Moreover, when you’re making content that must run across regions, languages, countries an cultures, the limitations of these exercises is quickly exposed. Not least of all because your work will very often not be driven by words. By by images and sounds.
The three-minute blockbuster film for Nike’s Word Cup campaign had to travel effortlessly across thirty countries. Necessarily, it had to rely on the art of visual storytelling.
Wordplay, irony, idiom, slang... none of them will get you very far if you want to be post-geographic. So if you want to be properly post-geographic, let go of your reliance on fancy words and keep things simple. Think in pictures, not just words.

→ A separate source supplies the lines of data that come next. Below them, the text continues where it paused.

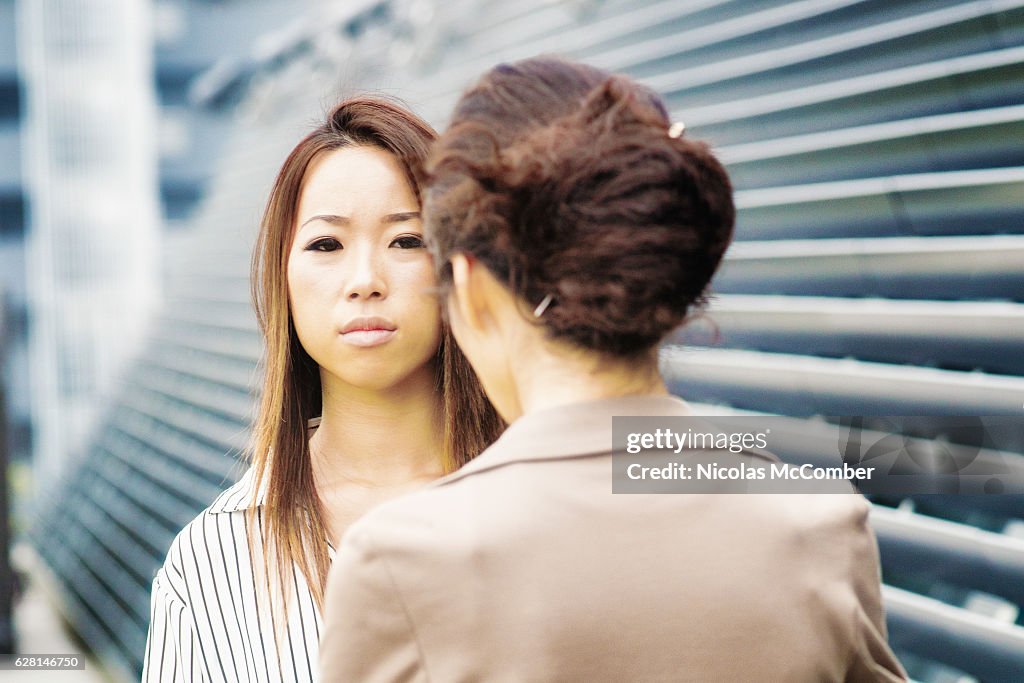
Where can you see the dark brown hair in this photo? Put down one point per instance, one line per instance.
(293, 527)
(562, 180)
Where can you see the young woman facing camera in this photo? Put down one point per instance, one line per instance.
(574, 228)
(365, 397)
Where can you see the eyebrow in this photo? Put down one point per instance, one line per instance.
(345, 220)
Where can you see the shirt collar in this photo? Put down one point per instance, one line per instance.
(566, 431)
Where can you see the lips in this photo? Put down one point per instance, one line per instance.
(368, 332)
(369, 324)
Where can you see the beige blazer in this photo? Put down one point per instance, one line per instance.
(524, 566)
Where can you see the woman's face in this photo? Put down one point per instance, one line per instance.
(358, 275)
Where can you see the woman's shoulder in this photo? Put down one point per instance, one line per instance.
(216, 536)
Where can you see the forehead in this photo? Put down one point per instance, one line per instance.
(351, 179)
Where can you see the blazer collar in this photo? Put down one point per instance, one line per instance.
(566, 431)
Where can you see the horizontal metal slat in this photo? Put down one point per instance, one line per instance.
(976, 202)
(948, 267)
(804, 386)
(988, 649)
(965, 335)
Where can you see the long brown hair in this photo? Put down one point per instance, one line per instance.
(292, 523)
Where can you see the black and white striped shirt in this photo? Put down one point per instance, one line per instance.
(206, 622)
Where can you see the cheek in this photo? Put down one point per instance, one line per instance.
(420, 284)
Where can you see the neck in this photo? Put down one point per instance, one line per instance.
(378, 438)
(560, 376)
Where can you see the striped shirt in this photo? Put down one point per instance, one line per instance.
(206, 624)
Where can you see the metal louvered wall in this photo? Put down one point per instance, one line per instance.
(878, 151)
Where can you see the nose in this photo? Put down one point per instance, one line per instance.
(367, 275)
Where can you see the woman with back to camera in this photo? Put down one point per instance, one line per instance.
(573, 228)
(365, 397)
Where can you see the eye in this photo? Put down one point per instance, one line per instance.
(409, 242)
(324, 244)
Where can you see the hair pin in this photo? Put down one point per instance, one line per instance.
(543, 306)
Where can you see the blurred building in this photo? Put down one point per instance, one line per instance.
(12, 231)
(878, 152)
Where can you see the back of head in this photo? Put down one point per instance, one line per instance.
(563, 180)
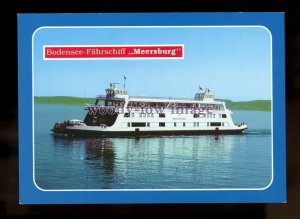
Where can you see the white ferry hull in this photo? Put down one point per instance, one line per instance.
(99, 131)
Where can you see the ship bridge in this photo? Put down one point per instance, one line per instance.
(205, 96)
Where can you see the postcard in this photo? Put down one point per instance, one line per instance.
(151, 108)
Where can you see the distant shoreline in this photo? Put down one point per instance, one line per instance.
(259, 105)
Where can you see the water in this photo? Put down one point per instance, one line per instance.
(181, 162)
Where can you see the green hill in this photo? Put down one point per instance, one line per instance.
(261, 105)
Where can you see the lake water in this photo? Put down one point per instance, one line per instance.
(181, 162)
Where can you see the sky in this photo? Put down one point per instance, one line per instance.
(233, 62)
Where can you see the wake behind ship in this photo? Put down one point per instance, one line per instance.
(117, 114)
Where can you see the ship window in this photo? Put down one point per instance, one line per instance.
(162, 115)
(138, 124)
(162, 124)
(215, 124)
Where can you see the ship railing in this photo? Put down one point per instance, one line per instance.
(159, 98)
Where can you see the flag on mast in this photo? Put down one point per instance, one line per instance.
(124, 81)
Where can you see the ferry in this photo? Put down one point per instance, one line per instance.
(118, 114)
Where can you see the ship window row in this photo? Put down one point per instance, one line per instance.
(183, 124)
(177, 124)
(163, 115)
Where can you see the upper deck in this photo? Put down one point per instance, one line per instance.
(115, 94)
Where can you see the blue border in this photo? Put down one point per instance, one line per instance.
(29, 194)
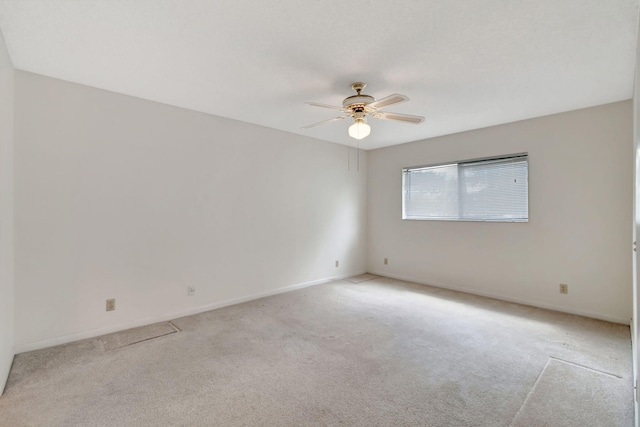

11. Design is a global marketer’s secret weapon
It’s often an overlooked asset in the global marketer’s toolbox, but we’ve found that the silent language of design can be enormously effective in binding the disparate elements of a brand together across cultures and geography.
Latin America’s Copa America is much more than a continental football tournament. Regional familiarity, shared language and customs give the rivalries the intensity of a neighborhood brawl. Recognizing that this wasn’t just the Copa America but the ‘Copa Barrio’ led to the development of a distinctive and unified visual language for use across the continent and its allegiances well in advance of the development of advertising and activation.
When the development of multi-market strategy and work can often find itself constipated as words are smithed, traded, and debated, getting to a common look and feel for a brand - finding its visual vernacular - can often provide marketers with a unifying foundation upon which to build ideas and activities.
12. Invest in relationships
No great work can happen without strong relationships and the trust and enthusiasm that they foster.
But the distances that come with not being There can make that more than challenging. And there’s nothing that’s guaranteed to rob us of our will to live as having to enduring endless conference calls at uncivilized hours of the day with people you haven’t met and don’t know.
We believe that it’s easier to understand, trust, and like people we’ve met. And while they undoubtedly have their uses, you don't create strong relationships through email, conference or video call alone. So while the work comes first, we invest in the human contact that nurtures and sustains it.
We choose not to work with strangers.
A concluding thought
Patience, enthusiasm, over-communication, empathy, interest, curiosity, flexibility... On the part of both agency and indeed client going global takes many of the same sensibilities and skills that go into creating great local work that has no intention of travelling.
But there’s one thing that the creation of global work (of whatever hue and flavour) needs perhaps more than anything. And that’s the appreciation that it’s an act of generosity, not self-aggrandisement.
We’ve all come across the jet-setting adperson/enforcer. The kind that works in the service of the ‘center’ or the global brand onion. I once heard somebody liken these global marketers and adfolk to seagulls: “They fly over, shit on everything, and then leave.” Don’t be a seagull.
Our role, whether it is on the client- or agency-side, is not to control and impose but to enable people to succeed.
The reason we exist if we operate in some multi-market capacity, is not to benefit ‘the centre’. The center isn’t a market. It’s a function. Markets make the money. And at the end of the day, we don’t create global strategies, insights, ideas to benefit people with ‘global’ in their job titles or roles, but local markets and their customers.
(I don't usually write or comment directly on Wieden+Kennedy. It's important to note therefore that all the views above are my own, and do not necessarily reflect those of my employer. I had to say.)